SAA’s audit by the auditor-general (AG) is finally under way after it submitted its financial statements for the past four years last week.
Backed up against the wall by parliamentarians in the standing committee on public accounts (Scopa), Fhumulani Rabonda, the deputy business executive at the AG’s office, and Modimela Singo, the acting business executive at the AG, said while SAA’s audit had got under way in August, after initial statements were submitted in May, the utility had subsequently resubmitted a fresh set of financial statements only last week.
The audit, which will cover the financial years 2018/19, 2019/20, 2020/21 and 2021/22, is expected to be completed in February or March next year.
“We could not start the audit because the financial statements of subsidiary Airchefs and SAA were not auditable, but then SAA and the subsidiary submitted in August. There were a lot of issues with the statements. We engaged on a continuous basis until another version was submitted last week,” Rabonda said.
The audit will have to be completed whether or not SAA has finalised its deal with the Takatso Consortium, which would have a proposed 51% stake in the national airline.

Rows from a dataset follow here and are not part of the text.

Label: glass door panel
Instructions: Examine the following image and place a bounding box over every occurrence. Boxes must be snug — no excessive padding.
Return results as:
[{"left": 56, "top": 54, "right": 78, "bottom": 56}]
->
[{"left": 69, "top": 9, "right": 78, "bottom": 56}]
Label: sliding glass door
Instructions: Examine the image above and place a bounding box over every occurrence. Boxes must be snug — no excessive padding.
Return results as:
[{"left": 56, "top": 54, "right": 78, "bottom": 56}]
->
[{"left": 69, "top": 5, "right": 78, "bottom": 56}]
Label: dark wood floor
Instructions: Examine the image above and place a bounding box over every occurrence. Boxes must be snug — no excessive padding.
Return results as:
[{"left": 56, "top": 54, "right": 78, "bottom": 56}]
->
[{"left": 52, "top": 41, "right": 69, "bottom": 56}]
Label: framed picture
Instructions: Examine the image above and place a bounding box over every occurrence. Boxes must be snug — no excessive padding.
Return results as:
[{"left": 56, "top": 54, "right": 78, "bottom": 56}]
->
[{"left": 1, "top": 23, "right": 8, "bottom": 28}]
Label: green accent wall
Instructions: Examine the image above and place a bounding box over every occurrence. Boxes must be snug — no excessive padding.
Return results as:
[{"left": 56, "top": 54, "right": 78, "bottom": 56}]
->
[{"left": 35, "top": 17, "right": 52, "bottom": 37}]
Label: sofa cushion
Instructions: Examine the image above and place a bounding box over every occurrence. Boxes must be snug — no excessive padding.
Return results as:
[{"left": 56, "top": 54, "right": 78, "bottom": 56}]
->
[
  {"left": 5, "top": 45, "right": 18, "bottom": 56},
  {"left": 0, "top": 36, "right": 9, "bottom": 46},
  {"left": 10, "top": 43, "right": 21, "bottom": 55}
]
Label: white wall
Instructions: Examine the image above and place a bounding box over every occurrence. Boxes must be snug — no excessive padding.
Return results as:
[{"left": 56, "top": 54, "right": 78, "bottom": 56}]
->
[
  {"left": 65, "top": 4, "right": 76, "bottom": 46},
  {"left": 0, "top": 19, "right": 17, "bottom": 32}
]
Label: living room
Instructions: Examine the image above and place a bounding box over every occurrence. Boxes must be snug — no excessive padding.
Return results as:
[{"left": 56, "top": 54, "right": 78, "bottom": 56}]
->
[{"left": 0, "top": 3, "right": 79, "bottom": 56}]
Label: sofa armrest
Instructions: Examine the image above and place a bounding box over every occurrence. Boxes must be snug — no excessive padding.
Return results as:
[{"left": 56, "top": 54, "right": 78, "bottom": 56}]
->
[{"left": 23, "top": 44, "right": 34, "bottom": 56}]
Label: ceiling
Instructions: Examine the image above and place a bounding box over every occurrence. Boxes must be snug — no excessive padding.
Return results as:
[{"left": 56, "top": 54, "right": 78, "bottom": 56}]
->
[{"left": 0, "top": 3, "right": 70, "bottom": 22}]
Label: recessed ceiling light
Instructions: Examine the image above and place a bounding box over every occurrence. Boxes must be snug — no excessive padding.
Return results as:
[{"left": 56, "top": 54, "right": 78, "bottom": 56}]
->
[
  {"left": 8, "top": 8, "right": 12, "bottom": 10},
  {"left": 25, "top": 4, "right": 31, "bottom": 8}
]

All indications are that the conclusion of the deal itself is expected around February when all regulatory processes have been completed.
When SAA was out of business rescue from April, 30, 2021, the Office of the AG got in touch to audit the financials. In February 2022, the 2017/18 audit was concluded with a qualified audit opinion – including uncertainty whether SAA was still a going concern and a disclaimer for Mango Airlines.
Singo said the airline had been facing financial viability challenges and had to wait after the Business Rescue process had been completed before it could submit the financials.
“Due to challenges with it being a going concern and viability, they had not submitted their statements for audit,” she said.
Scopa chairperson Mkhuleko Hlengwa said the committee would take up the issues with SAA possibly next week on the four-year delay in submitting its financials and would also deal with the arrangements with Takatso.
Meanwhile, Vimla Maistry, SAA’s spokesperson, said yesterday that the International Air Services Licensing Council (IASLC) had ratified that SAA retained all its historical route traffic rights, following SAA’s voluntary relinquishing of the number of frequencies on the destinations it was not currently servicing.
She said this was in accordance with legislated and prescribed procedural discussions with the IASLC on a quarterly basis to review and justify its route network plan and traffic rights to destinations it is not yet flying to.
SAA executive chairperson and CEO Professor John Lamola said: “SAA, as a buoyant national airline, has an important enabling role in the South African economy. Those routes and frequency licences that are not part of SAA’s medium-term plans will progressively be released to the IASLC for the benefit of the industry.”
Maistry said in the coming weeks the airline would be announcing the addition of more routes to its growing network. SAA will be introducing flights to Blantyre and Lilongwe in Malawi, Windhoek in Namibia, and Victoria Falls in Zimbabwe before the start of the festive season.
Together with increased frequencies to Accra in Ghana, Cape Town, Durban, Harare in Zimbabwe, Lusaka in Zambia, Mauritius and Kinshasa in the DRC, these changes represent the second phase of its post-Covid restart operations which commenced 13 months ago.
“The airline is on course to re-enter some of its traditional regional markets and enter new routes which remain under-served,” she said.
Plans are also under way to launch SAA’s first post re-start intercontinental route during the first quarter of the new year.